I'm making an application that monitors URLs for changes. To program the application logic I am using Google Apps Script and a Google Sheet.
I explain the monitoring mechanism I have thought of. First of all the Script will read data from a sheet with the following columns:
URL: We indicate the URLs we want to monitor
First Time: Indicates if it is the first time that a URL is analyzed.
Changes: Indicates if changes have been made or not with respect to the previous time it has been analyzed.
HashValue: HTML code of the URL analyzed after applying an MD5 hash.
At the moment of the execution of the script the rows of the sheet will start to be read. For each row:
- The URL will be read and the URLFetchApp method will be executed to get a response from that web page.
- The getContentText method will be applied on the obtained answer to obtain the HTML code of the web page and we will save it in a variable.
- We will apply the MD5 Hash algorithm on the HTML code and we will save it in a variable.
- In case the URL is being analyzed for the first time we will indicate in the column Changes that no changes have been made (it is the first time we analyze it) and we will save in the column HashValue the content of the variable with the hashed HTML code.
- In case the URL has already been analyzed previously, we will compare the previously registered HashValue value with the one we have obtained now.
- In case the value is different we will indicate in the Changes column that there have been changes and we will save in the HashValue column the new hash value.
I have already programmed the code. And it works with some web sites. But with other web sites it does not work. After analyzing the HTML code of the websites where it did not work, looking for differences in the code with an online text comparator I noticed the following:
There are websites in which when reloading twice the same page the code changes a little even if the content is static. For example what can change is that an HTML tag has an ID box-wrap-140 and when reloading the page again the ID is box-wrap-148.
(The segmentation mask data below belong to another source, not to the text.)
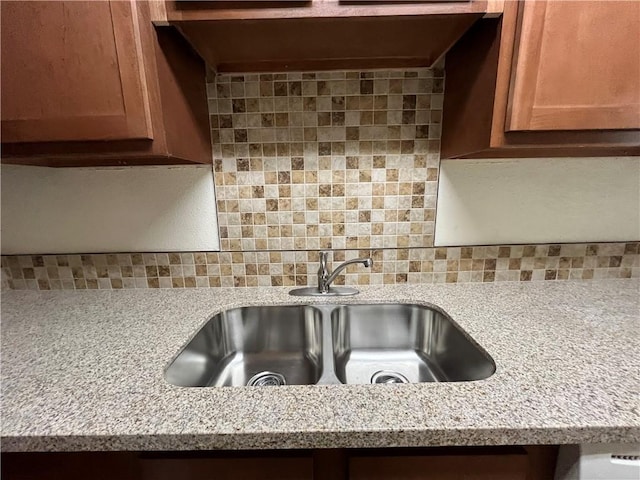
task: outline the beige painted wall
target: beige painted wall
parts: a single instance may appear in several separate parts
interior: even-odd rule
[[[210,167],[3,166],[2,254],[213,251]],[[640,239],[640,158],[443,160],[437,246]]]
[[[3,166],[2,254],[219,248],[210,166]]]
[[[640,157],[443,160],[435,244],[640,240]]]

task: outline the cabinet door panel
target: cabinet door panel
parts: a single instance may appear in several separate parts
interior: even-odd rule
[[[522,2],[507,131],[640,128],[640,2]]]
[[[152,138],[136,14],[130,2],[2,2],[3,143]]]
[[[350,480],[525,480],[526,455],[353,457]]]
[[[311,480],[308,458],[185,458],[141,460],[142,480]]]

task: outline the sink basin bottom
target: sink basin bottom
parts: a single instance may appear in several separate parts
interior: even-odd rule
[[[358,349],[342,358],[344,370],[341,379],[344,383],[418,383],[445,382],[445,374],[426,356],[411,349],[388,349],[381,352],[378,349]],[[398,381],[384,381],[374,375],[384,372],[387,377],[397,375]],[[404,381],[406,380],[406,381]]]
[[[267,373],[282,376],[284,385],[308,385],[318,379],[316,361],[298,352],[236,352],[220,362],[212,383],[207,386],[249,385]],[[262,375],[262,377],[259,377]]]

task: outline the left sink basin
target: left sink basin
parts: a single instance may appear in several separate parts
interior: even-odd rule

Therefore the script as it is implemented would detect that changes are made, because the HTML code is different. After researching many things I can't find an alternative that solves this problem, hence the question in the title
PS: We can ignore details such as the website not being down or giving us 404, 301, etc. response codes. This has already been programmed and works correctly.
PS2: Sorry for my level of English.
Yon can use cheerio GS to look for custom tags and exclude those changes(
<footer>
) or include those changes(like<div>
).